In some old notes I found the following formula for the cardinality of the cardinality of objects and arrows in a product category:
$$ |Ob(C \times D)| = |Ob(C)| \cdot |Ob(D)| \\ |Hom(C \times D)| = |Ob(C)| \cdot |Hom(D)| + |Ob(D)| \cdot |Hom(C)| $$
I also noted that the formula for arrows excludes identities.
While the formula for the formula for objects seems obviously true to me, I can't really confirm the second formula. E.g. when I write down the product category of the free quiver, I only get 12 arrows.
Is the formula wrong? I tried searching for it, but I didn't find it again.
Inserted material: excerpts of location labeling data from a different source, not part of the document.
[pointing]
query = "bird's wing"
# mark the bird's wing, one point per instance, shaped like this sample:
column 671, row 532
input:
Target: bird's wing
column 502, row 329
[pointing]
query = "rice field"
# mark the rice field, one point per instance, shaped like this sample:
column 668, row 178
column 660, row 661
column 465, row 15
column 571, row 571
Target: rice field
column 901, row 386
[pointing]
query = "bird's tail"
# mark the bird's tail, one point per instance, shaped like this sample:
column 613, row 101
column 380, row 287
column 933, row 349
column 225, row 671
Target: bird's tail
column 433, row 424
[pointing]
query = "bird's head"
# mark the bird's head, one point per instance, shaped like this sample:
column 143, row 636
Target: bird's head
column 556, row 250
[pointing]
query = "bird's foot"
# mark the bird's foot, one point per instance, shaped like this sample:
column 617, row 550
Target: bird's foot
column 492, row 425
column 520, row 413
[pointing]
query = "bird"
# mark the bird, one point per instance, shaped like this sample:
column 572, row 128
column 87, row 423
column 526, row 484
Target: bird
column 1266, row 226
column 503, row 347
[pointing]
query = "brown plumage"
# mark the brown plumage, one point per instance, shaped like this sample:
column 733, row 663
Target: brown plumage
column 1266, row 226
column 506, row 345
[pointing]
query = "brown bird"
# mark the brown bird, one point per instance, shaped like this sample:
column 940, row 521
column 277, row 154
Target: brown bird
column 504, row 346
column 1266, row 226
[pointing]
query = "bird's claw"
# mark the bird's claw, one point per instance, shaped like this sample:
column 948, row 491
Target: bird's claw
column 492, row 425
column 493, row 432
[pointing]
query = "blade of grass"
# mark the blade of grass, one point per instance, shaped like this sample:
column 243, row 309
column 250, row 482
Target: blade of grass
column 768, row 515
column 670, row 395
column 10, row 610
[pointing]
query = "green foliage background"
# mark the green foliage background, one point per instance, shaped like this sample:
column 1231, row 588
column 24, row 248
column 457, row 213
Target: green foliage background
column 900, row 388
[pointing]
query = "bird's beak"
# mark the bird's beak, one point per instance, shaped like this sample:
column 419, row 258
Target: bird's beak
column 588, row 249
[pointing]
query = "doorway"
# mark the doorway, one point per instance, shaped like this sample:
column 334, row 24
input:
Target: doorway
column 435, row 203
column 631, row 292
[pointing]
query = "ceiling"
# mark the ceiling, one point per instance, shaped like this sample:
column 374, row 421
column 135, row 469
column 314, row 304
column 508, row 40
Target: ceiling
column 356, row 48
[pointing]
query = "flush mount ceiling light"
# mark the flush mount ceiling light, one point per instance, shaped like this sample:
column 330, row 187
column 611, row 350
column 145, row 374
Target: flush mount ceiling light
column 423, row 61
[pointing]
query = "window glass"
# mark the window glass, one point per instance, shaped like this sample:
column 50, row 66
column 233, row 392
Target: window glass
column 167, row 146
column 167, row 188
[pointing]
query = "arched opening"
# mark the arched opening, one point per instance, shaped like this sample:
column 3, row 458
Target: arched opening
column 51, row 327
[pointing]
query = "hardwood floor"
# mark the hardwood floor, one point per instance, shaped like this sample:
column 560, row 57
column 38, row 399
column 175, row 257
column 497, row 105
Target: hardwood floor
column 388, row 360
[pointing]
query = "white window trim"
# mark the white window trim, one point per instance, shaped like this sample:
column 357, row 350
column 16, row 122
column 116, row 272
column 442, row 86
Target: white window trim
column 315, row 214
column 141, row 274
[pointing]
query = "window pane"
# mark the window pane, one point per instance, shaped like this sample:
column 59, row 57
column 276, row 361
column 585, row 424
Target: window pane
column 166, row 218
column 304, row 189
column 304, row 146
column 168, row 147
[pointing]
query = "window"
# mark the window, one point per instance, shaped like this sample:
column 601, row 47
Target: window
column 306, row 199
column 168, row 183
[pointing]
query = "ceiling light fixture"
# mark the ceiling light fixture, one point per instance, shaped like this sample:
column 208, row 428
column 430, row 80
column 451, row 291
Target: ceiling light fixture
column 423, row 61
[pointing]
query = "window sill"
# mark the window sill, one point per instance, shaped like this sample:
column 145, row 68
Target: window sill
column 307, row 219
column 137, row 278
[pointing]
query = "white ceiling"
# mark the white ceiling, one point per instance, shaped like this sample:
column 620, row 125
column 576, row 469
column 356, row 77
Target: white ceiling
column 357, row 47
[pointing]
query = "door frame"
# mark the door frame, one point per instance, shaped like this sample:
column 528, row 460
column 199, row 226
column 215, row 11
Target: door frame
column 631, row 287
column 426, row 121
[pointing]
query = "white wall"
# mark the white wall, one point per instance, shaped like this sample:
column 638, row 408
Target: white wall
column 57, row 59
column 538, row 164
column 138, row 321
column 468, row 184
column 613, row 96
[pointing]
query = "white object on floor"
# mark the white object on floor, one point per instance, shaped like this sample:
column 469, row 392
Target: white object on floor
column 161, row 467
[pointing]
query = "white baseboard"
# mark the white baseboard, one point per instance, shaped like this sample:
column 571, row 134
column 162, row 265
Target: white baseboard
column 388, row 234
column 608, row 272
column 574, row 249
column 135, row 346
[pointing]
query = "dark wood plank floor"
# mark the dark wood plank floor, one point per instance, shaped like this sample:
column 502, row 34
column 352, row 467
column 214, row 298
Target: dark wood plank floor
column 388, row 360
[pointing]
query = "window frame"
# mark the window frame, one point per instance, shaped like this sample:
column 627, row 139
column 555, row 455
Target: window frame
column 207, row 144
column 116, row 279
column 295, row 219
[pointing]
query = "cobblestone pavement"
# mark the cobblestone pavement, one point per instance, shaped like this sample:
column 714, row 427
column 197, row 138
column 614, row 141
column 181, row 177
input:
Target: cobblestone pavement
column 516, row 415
An arrow in the product category is simply given by a pair of arrows from your categories $C$ and $D$, so $Hom(C\times D)$ should simply be $Hom(C)\times Hom(D)$, which would give you $$|Hom(C\times D)|=|Hom(C)|\cdot |Hom(D)|$$ However, you mention that the formulat excludes the identities (for some reason). If we write $Hom'(C)$ to be the collection of non-identities arrow in $C$, then identifying every object with its identity gives us a bijection $Hom(C)\cong Hom'(C)\sqcup Ob(C)$ and thus we have $$|Hom(C)|= |Hom'(C)|+| Ob(C)|.$$ In particular, \begin{align}|Hom(C\times D)| = & |Hom(C)|\cdot |Hom(D)| \\ = & (|Hom'(C)|+| Ob(C)|)\cdot (|Hom'(D)|+| Ob(D)|)\\ = & |Hom'(C)|\cdot |Hom'(D)|+|Hom'(C)|\cdot |Ob(D)|\\ & +|Ob(C)|\cdot |Hom'(D)|+|Ob(C)|\cdot |Ob(D)|;\end{align} and thus $$|Hom'(C\times D)|=|Hom'(C)|\cdot |Hom'(D)|+|Hom'(C)|\cdot |Ob(D)| +|Ob(C)|\cdot |Hom'(D)|.$$
I think your $Hom$ is what I denoted $Hom'$, and your second formula is missing a term; in the example of the free quiver with itself, you would get that the total number of non-identity arrows on the product is $2\cdot 2+2\cdot 2+2\cdot 2=12$, since there are two objects and two non-identity arrows.